The large “layered” orders, which were never intended to trade and which were used to stimulate the price movement of the relevant shares, were then cancelled and the process would start over again, typically aimed at moving the share price in the opposite direction. In this way the defendants’ actions consistently resulted in them buying shares at lower prices and selling shares at higher prices than would have been the case had the strategy not been employed[3].
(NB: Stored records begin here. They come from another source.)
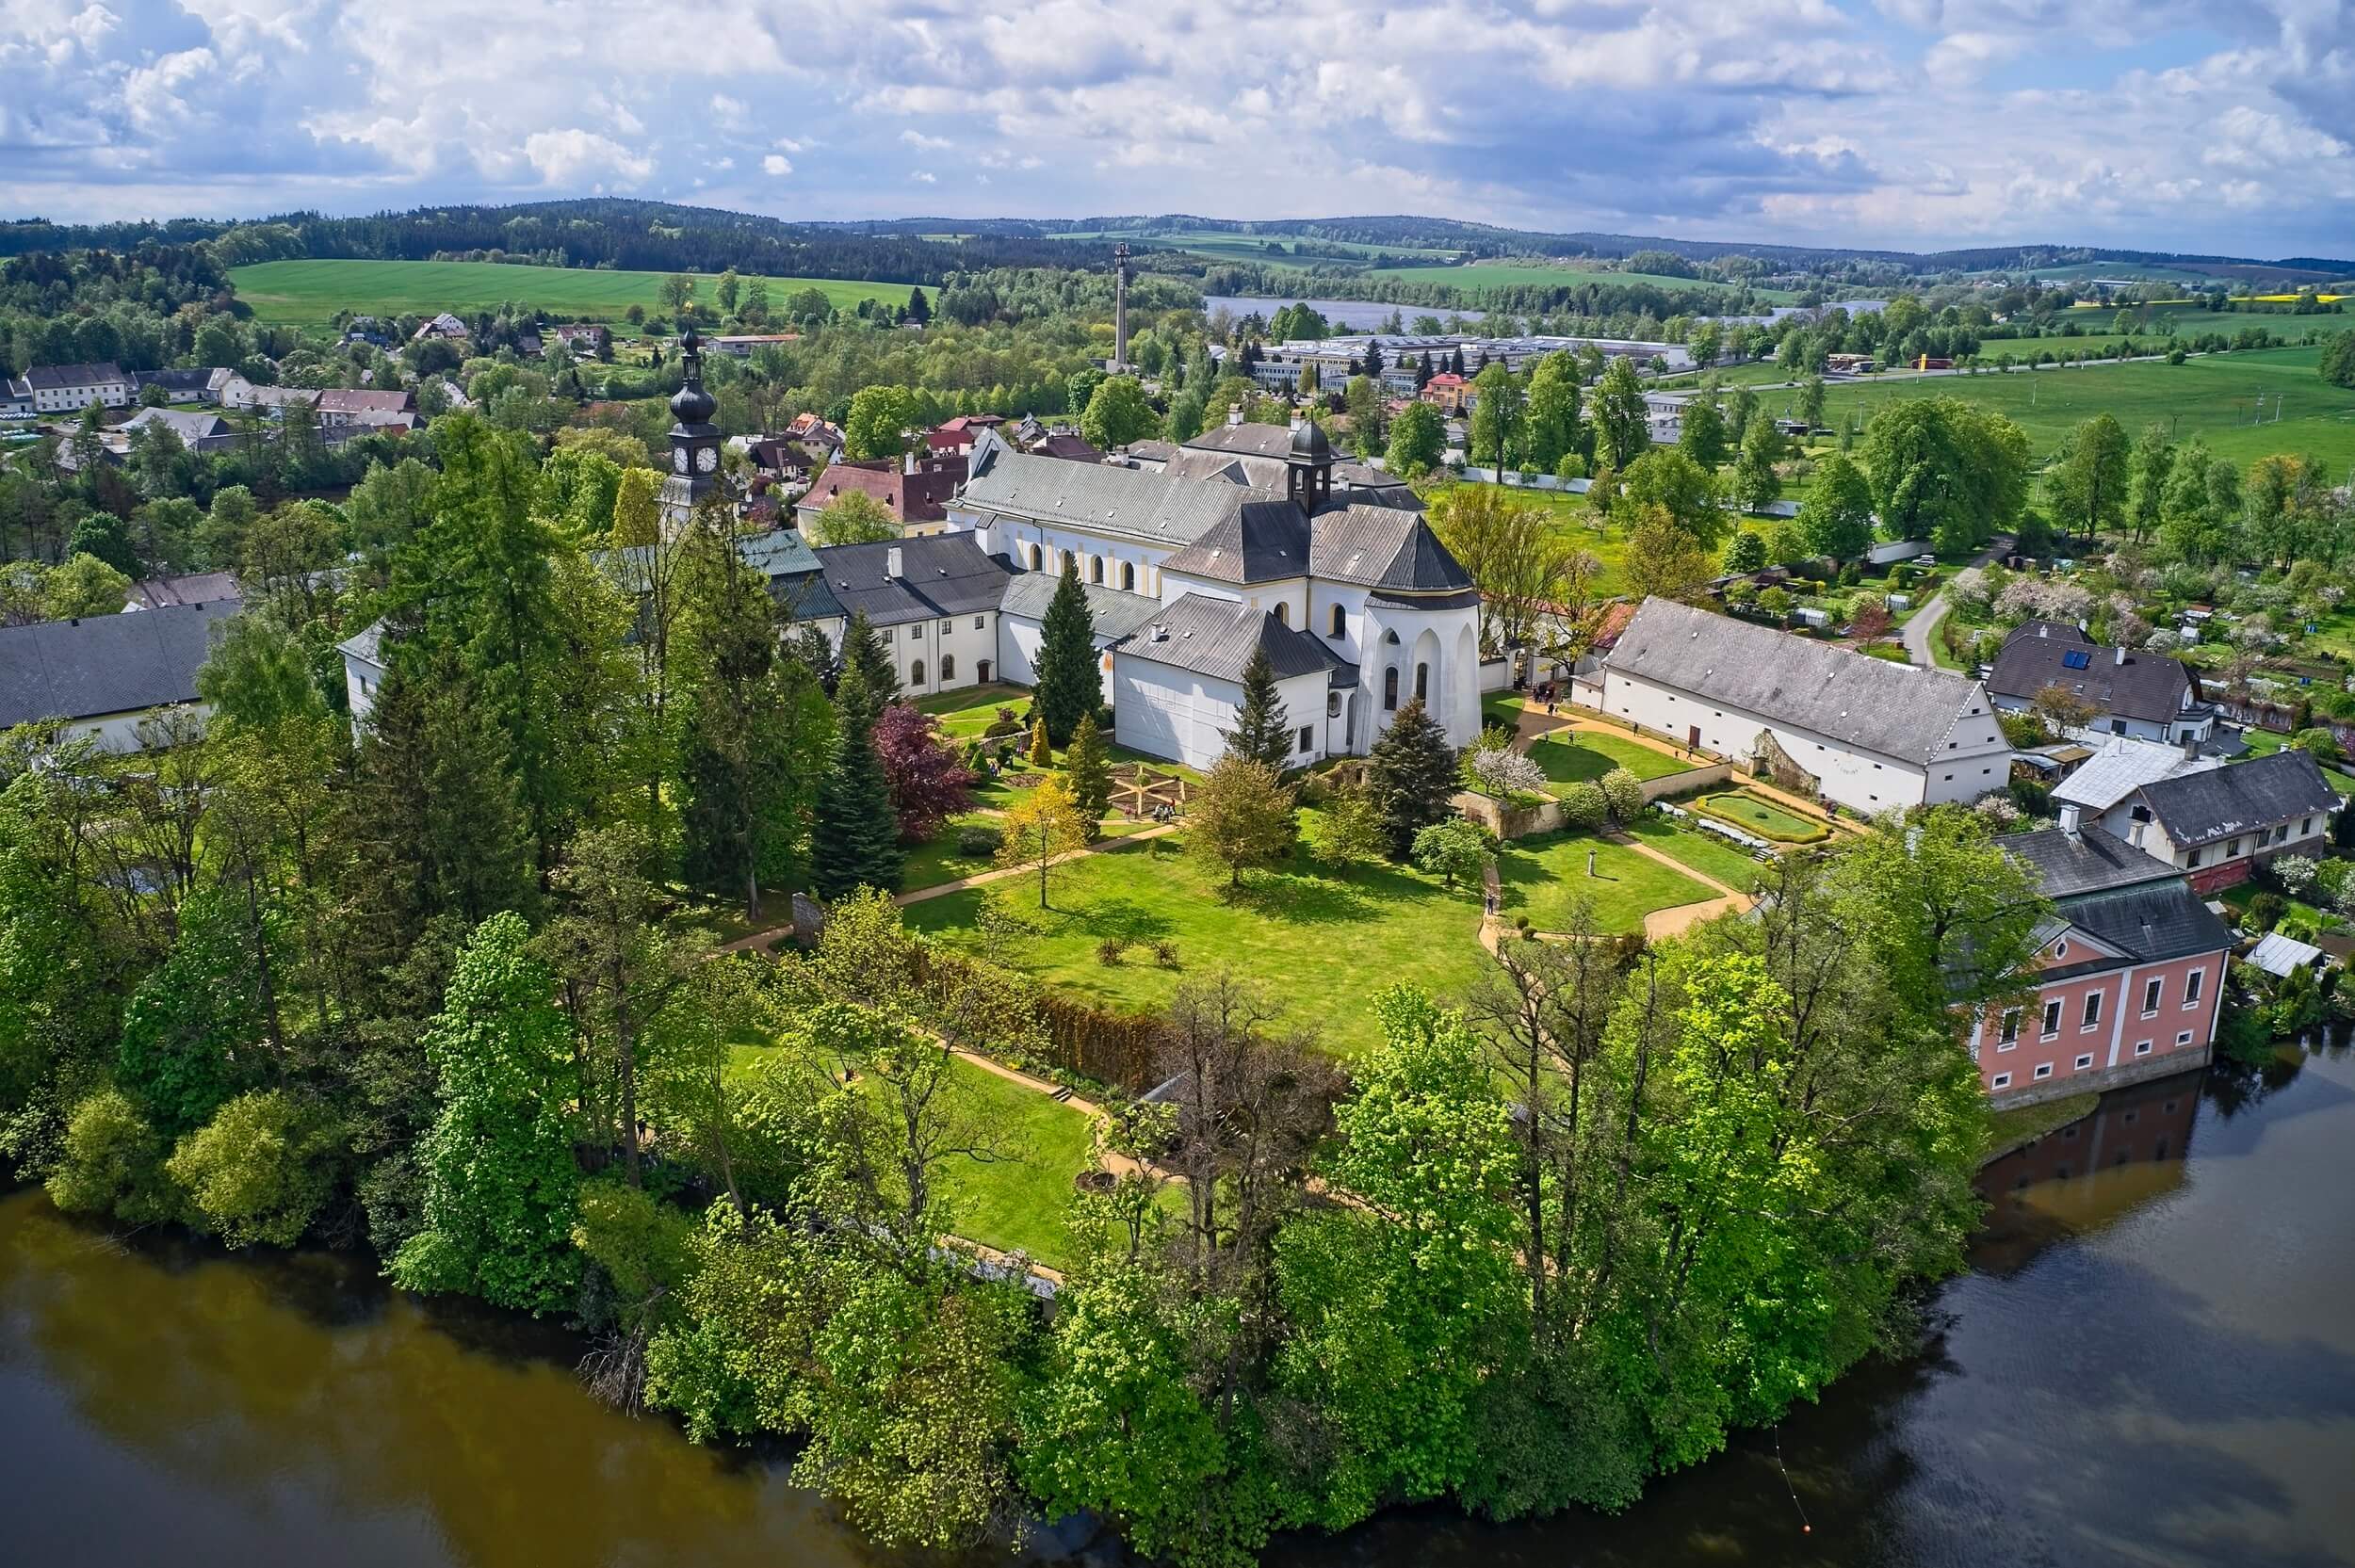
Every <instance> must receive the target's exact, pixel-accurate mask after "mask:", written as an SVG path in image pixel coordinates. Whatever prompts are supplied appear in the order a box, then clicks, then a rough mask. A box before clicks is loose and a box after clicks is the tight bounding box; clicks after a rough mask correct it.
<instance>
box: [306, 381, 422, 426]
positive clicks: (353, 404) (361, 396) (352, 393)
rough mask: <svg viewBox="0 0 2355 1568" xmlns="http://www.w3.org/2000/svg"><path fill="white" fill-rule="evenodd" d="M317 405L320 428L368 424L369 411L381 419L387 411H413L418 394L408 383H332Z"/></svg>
mask: <svg viewBox="0 0 2355 1568" xmlns="http://www.w3.org/2000/svg"><path fill="white" fill-rule="evenodd" d="M316 407H318V424H320V428H332V426H339V424H367V421H370V419H367V417H370V414H377V417H379V421H382V417H386V414H414V412H417V396H414V393H412V391H410V388H405V386H391V388H372V386H330V388H327V391H323V393H320V396H318V403H316Z"/></svg>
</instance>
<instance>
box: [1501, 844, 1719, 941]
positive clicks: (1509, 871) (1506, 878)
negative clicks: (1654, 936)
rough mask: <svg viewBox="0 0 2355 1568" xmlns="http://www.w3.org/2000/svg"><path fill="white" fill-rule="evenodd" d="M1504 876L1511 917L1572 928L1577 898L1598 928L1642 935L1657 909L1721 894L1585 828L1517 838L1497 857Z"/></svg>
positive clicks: (1505, 900) (1702, 901)
mask: <svg viewBox="0 0 2355 1568" xmlns="http://www.w3.org/2000/svg"><path fill="white" fill-rule="evenodd" d="M1587 850H1592V852H1594V876H1587ZM1498 878H1500V881H1502V883H1505V916H1507V918H1512V916H1517V913H1526V916H1528V923H1531V925H1535V928H1538V930H1568V925H1571V909H1573V906H1575V904H1578V899H1587V902H1590V904H1592V906H1594V925H1597V928H1599V930H1606V932H1639V930H1644V916H1646V913H1651V911H1653V909H1670V906H1674V904H1698V902H1703V899H1714V897H1719V895H1717V890H1712V888H1707V885H1703V883H1696V881H1693V878H1689V876H1684V873H1681V871H1672V869H1670V866H1663V864H1660V862H1656V859H1651V857H1648V855H1637V852H1634V850H1630V848H1627V845H1623V843H1611V841H1608V838H1590V836H1585V833H1540V836H1535V838H1517V841H1512V843H1510V845H1505V852H1502V855H1500V857H1498Z"/></svg>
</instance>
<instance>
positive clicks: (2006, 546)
mask: <svg viewBox="0 0 2355 1568" xmlns="http://www.w3.org/2000/svg"><path fill="white" fill-rule="evenodd" d="M2009 549H2011V539H1999V542H1997V544H1990V546H1988V549H1985V551H1981V556H1978V558H1976V560H1973V563H1971V565H1988V563H1990V560H1995V558H1997V556H1999V553H2004V551H2009ZM1948 582H1952V579H1948ZM1948 607H1950V605H1948V598H1945V589H1938V593H1933V596H1931V600H1929V603H1926V605H1922V610H1919V612H1917V614H1915V617H1912V619H1910V622H1905V626H1903V629H1900V631H1898V638H1900V640H1903V643H1905V657H1908V659H1912V662H1915V664H1922V666H1929V669H1938V659H1936V657H1931V652H1929V640H1931V633H1936V631H1938V622H1943V619H1945V612H1948Z"/></svg>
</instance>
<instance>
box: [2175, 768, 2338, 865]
mask: <svg viewBox="0 0 2355 1568" xmlns="http://www.w3.org/2000/svg"><path fill="white" fill-rule="evenodd" d="M2136 796H2138V798H2141V800H2143V805H2148V808H2150V815H2152V817H2157V819H2160V826H2162V829H2167V838H2171V841H2174V843H2176V848H2183V850H2190V848H2197V845H2204V843H2216V841H2218V838H2230V836H2235V833H2254V831H2256V829H2266V826H2273V824H2277V822H2294V819H2298V817H2320V815H2327V812H2334V810H2339V791H2336V789H2331V784H2329V779H2324V777H2322V768H2317V765H2315V758H2310V756H2306V753H2303V751H2275V753H2273V756H2258V758H2249V760H2247V763H2233V765H2230V768H2214V770H2209V772H2185V775H2176V777H2171V779H2157V782H2155V784H2143V786H2141V789H2138V791H2136Z"/></svg>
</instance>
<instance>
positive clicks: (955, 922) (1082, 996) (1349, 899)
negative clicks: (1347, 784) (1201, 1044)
mask: <svg viewBox="0 0 2355 1568" xmlns="http://www.w3.org/2000/svg"><path fill="white" fill-rule="evenodd" d="M1180 841H1182V836H1173V838H1156V841H1152V843H1159V845H1161V852H1159V855H1149V852H1147V850H1149V848H1152V843H1149V845H1133V848H1121V850H1107V852H1102V855H1088V857H1083V859H1079V862H1072V864H1069V866H1067V869H1064V871H1060V873H1057V885H1055V906H1053V909H1048V911H1039V902H1036V883H1027V881H1022V878H1013V881H1008V883H999V885H991V888H968V890H961V892H951V895H944V897H937V899H928V902H923V904H909V906H907V923H909V928H914V930H923V932H935V935H940V937H944V939H949V942H951V944H961V942H968V939H973V923H975V916H977V913H980V909H982V899H984V897H996V899H1001V906H1003V909H1008V911H1017V913H1022V916H1024V918H1031V921H1034V923H1036V930H1034V935H1029V937H1022V939H1017V942H1015V946H1013V954H1010V958H1013V963H1017V965H1020V968H1024V970H1029V972H1031V975H1036V977H1041V979H1043V982H1048V984H1053V986H1057V989H1064V991H1072V994H1074V996H1081V998H1086V1001H1090V1003H1097V1005H1104V1008H1123V1010H1149V1008H1161V1005H1166V1003H1168V998H1170V991H1175V989H1177V984H1180V982H1182V979H1187V977H1208V975H1215V972H1218V970H1220V968H1225V970H1232V972H1234V975H1239V977H1243V979H1248V982H1255V984H1262V986H1267V991H1269V994H1272V996H1276V1001H1279V1003H1283V1008H1286V1012H1283V1024H1288V1026H1300V1029H1314V1031H1319V1034H1321V1036H1324V1045H1326V1048H1328V1050H1331V1052H1335V1055H1340V1057H1349V1055H1356V1052H1359V1050H1364V1048H1366V1045H1368V1043H1371V1041H1373V1038H1375V1024H1373V1010H1371V1003H1373V996H1375V994H1378V991H1380V989H1382V986H1389V984H1401V982H1404V984H1420V986H1425V989H1427V991H1432V994H1434V996H1439V998H1441V1001H1453V998H1458V996H1462V991H1465V986H1470V984H1472V979H1474V977H1477V975H1479V972H1481V965H1484V954H1481V949H1479V942H1477V935H1474V932H1477V928H1479V892H1477V890H1470V888H1455V890H1453V892H1448V890H1444V888H1441V885H1439V878H1432V876H1425V873H1420V871H1413V869H1404V866H1387V864H1375V866H1361V869H1359V871H1356V873H1354V876H1352V878H1335V876H1326V873H1324V871H1321V869H1319V866H1316V864H1314V862H1312V859H1307V852H1305V850H1302V855H1300V857H1298V859H1295V862H1293V869H1288V871H1253V873H1248V876H1246V888H1243V892H1241V895H1239V897H1229V895H1227V878H1225V876H1222V873H1220V871H1218V869H1215V866H1210V864H1206V862H1203V859H1201V857H1194V855H1185V852H1180V848H1177V845H1180ZM1696 897H1707V895H1705V892H1703V895H1696ZM1114 935H1116V937H1126V939H1128V942H1133V946H1130V949H1128V954H1126V956H1123V961H1121V963H1119V965H1104V963H1100V961H1097V942H1102V939H1104V937H1114ZM1156 939H1168V942H1175V944H1177V968H1175V970H1166V968H1161V965H1159V963H1154V956H1152V942H1156Z"/></svg>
The defendants accessed the relevant trading platforms via a service offered by certain brokers known as Direct Market Access (DMA). DMA allows clients direct access to exchanges and other trading platforms. The defendants did not trade directly in shares but used a derivative instrument called a Contract for Difference (CFD), the price of which precisely matches the price of the underlying share. The nature of the CFD/DMA accounts was such that the defendants knew that CFD orders placed with the DMA providers would immediately and automatically result in the placement of equivalent orders in the underlying shares on the relevant trading platform, so as to affect the underlying share price.